Sunday, December 9, 2018

Best Man for the Wedding Planner (Marrying a Millionaire #1), by Donna Alward

Harlequin Romance, ISBN 9781488089855, December 2018

Some years ago, in their early twenties, Adele Hawthorne and Dan Brimicombe were in love, and looking forward to a family together. Then Adele was diagnosed with cervical cancer. It had spread to her uterus, and she needed a hysterectomy. No children, ever.

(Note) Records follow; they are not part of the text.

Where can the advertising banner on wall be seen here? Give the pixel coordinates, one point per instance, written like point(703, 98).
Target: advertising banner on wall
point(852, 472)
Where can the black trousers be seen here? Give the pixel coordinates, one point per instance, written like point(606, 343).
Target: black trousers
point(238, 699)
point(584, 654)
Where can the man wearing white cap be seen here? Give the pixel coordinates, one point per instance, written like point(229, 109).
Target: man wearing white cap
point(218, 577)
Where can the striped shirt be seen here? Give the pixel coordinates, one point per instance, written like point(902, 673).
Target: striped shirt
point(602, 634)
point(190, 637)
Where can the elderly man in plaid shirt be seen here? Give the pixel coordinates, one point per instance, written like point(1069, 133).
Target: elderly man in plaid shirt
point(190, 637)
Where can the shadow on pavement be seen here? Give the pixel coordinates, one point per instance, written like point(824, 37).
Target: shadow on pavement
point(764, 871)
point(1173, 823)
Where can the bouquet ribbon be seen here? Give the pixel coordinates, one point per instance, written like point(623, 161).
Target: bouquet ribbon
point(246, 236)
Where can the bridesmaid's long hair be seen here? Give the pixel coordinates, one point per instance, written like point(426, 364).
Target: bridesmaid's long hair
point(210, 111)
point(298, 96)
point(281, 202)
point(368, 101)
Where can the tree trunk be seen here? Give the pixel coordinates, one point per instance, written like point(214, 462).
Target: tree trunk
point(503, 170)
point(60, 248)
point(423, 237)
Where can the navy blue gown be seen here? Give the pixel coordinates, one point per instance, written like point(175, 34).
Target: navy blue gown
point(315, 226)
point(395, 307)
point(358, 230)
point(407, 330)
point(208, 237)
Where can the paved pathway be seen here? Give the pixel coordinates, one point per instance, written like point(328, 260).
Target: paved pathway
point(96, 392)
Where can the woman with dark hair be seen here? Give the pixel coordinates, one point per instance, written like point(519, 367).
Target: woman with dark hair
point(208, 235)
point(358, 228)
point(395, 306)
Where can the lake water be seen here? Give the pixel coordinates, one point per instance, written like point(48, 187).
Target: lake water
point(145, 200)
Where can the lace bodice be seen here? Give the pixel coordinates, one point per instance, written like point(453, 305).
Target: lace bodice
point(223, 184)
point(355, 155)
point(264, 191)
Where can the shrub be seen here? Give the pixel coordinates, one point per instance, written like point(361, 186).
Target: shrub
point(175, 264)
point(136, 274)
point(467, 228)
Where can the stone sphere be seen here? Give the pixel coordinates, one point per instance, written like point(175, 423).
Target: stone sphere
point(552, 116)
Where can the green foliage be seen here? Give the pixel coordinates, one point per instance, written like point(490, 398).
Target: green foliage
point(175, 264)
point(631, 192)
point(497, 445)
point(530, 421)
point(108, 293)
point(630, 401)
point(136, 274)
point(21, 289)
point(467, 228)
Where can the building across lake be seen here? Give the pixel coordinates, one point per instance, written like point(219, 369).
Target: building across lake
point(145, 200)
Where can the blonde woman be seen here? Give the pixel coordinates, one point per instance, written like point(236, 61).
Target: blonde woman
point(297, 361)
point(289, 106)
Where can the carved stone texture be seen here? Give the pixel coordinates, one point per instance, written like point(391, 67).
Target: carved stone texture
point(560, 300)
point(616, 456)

Dan had a large, happy family, and looked forward, like his siblings, to raising his own large, happy family. Instead of telling Dan about her diagnosis, and letting him support her through her treatment and make his own decision about whether he wanted to stick with her despite the loss of any prospect of children together, she decided for him. Convinced that he couldn't be happy without children, and that he would nevertheless try to do the right thing and might persuade her, she tells him her feelings have changed, and breaks it off.

They're both heartbroken, but since they no longer have any contact, neither knows how the other feels.

Now, with thirty closing in on both of them, they meet again.

Dan stayed in Toronto and went to work for a clean energy company. He's now CFO, and the youngest executive in the C-suite. Adele moved to Banff, and started her own business, as a wedding planner.

Dan is now best man for the biggest, most spectacular wedding she has planned so far. It's a shock to both him and Adele when meet when he arrives for the pre-wedding preparations.

The next week is a wild roller coaster. for them.

Both Adele and Dan are good, decent people. And they're both being unfair. Even when Adele finally tells him what really happened, he still feels that he can't trust her, because she didn't trust him, and because she lied to him. And Adele--yes, she did lie to him. She didn't give him a chance, and she couldn't bring herself to trust him to not resent her in the future--to really decide whether or not he could accept a life without children of their own, and tell her the truth.

Now, it turns out Adele really does have reasons, unrelated to this, for having trust issues. That's not Dan's fault. And Dan isn't understanding just how traumatic the cancer diagnosis and the hysterectomy were for her. That was upsetting for any woman, but especially for a young woman planning on a family.

They've never gotten over each other. They both tell themselves they've moved on, but they haven't. They both have a lot of issues to work through, with each other and with themselves.

And Alward handles it very, very well. This is a warm, kind novel, with people you can care about--and not just our main characters.


I received a free electronic galley from the publisher, and am reviewing it voluntarily.